Prever como as pessoas ou objetos fora do enquadramento se moverão. Os agentes devem ser capazes de comunicar rapidamente informações ambientais no ambiente público de um usuário, por exemplo, outros pedestres ou um carro em movimento, para ajudar o usuário a evitar colisões e mantê-lo seguro.

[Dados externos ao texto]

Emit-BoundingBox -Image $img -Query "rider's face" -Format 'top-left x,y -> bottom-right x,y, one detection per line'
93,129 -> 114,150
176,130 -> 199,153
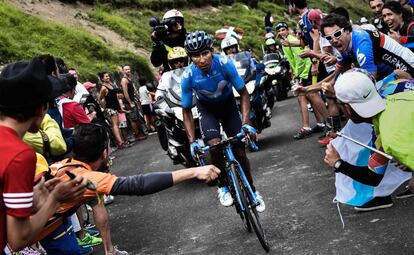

No entanto, os pesquisadores descobriram que atualmente é difícil para os agentes rastrear essas outras pessoas e objetos e quase impossível prever suas trajetórias.

Os pesquisadores esperam que seu estudo melhore a experiência para usuários e agentes com deficiência visual.

"No futuro imaginamos que podemos usar a visão computacional para dar ao agente uma experiência muito imersiva e fornecer-lhe a tecnologia de realidade misturada", disse Rui Yu, doutorando do IST "E poderemos ajudar diretamente os utilizadores a obter algumas informações básicas sobre seu ambiente com base na tecnologia de visão computacional ."

Sooyeon Lee, ex-aluna de doutorado no College of IST e atual pesquisadora de pós-doutorado no Rochester Institute of Technology, e Jingyi Xie, estudante de doutorado em informática, também colaboraram no estudo, que foi apoiado pelos Institutos Nacionais de Saúde dos EUA e pela Biblioteca Nacional de Medicina.